Large companies do something called lifecycle marketing. It’s something you can do as a small business to gain a competitive edge and profitably grow your business whether you sell to consumers or other businesses.
Lifecycle marketing starts with the customer and their needs. The goal of lifecycle marketing is to build loyal, long-term customers. How? By using data about a customer and their behavior (what they buy, when they buy, how they buy, along with what else they look at and share) as a way to determine and trigger what information will be relevant and valued by them at each stage of their purchase cycle and over their lifetime as a customer.
Lifecycle marketing is about delivering the right message, at the right time, through the right channel (text message, email, phone call, printed mailer, invitation).

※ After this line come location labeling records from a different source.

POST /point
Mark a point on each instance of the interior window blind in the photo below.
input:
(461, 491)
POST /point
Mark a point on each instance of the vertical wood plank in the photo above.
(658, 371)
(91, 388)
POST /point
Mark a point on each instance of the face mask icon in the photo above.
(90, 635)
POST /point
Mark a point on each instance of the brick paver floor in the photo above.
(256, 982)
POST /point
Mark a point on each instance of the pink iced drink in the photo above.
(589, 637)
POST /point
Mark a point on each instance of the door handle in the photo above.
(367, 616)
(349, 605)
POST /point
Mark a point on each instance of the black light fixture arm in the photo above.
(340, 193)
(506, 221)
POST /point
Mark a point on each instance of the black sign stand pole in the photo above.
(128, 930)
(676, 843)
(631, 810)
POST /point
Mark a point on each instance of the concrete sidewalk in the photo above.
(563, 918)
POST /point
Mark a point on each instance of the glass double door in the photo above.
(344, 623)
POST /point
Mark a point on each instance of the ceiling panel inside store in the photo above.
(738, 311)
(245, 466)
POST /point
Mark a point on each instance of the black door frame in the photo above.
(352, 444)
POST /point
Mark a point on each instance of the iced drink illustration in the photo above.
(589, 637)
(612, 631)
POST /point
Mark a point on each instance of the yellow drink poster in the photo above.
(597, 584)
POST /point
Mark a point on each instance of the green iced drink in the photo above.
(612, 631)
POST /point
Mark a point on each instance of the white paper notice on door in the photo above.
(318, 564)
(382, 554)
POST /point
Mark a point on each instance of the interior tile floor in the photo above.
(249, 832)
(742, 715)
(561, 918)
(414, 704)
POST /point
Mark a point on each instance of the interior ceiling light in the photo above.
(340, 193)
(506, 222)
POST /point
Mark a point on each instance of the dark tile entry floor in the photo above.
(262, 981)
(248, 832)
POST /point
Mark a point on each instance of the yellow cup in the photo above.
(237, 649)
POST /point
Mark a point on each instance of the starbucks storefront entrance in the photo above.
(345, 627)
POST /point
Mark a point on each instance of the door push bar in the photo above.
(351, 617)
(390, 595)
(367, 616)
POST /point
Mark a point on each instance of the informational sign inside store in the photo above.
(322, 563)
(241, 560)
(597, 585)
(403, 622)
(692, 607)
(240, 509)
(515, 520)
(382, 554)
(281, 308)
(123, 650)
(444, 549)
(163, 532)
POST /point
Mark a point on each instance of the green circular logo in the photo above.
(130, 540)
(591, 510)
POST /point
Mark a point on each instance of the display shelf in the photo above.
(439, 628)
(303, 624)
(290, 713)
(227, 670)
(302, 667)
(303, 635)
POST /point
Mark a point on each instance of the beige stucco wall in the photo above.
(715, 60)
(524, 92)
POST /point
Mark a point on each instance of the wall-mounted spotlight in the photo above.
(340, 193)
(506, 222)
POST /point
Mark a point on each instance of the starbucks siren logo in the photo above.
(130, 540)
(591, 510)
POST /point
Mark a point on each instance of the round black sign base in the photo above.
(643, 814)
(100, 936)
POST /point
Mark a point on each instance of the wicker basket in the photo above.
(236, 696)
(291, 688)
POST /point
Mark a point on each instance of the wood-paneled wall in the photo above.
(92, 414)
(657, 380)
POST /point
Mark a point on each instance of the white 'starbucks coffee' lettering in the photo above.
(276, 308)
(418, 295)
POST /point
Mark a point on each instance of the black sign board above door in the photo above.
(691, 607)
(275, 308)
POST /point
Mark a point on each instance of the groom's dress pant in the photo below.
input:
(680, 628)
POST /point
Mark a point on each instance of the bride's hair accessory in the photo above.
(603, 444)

It's about helping a customer learn to use a new product or service and helping them to prevent problems. It's about recommending relevant information, products and services and troubleshooting problems. It's marketing that considers the 360 degree customer experience: pre-sales, sales and post-sales support.
Lifecycle marketing uses software tools and smart people to replicate the experience a customer might have had long ago at a small town general store where the owner knew the customer personally and helped them with relevant information, tips and recommendations throughout their lifetime.
Lifecycle marketing to consumers is generally "reminder marketing" to get people to repurchase and to create awareness about new relevant new products or services. It’s also used to increase customer use of and satisfaction with a product or service.
For B2B marketers, lifecycle marketing is typically developed to increase renewal or repurchase rates or to increase customer/client spending or reduce pre/post sales costs.
What's involved to make lifecycle marketing work? A shift in thinking from "run a campaign" through mass marketing to more personalized 1:1 marketing enabled by technology.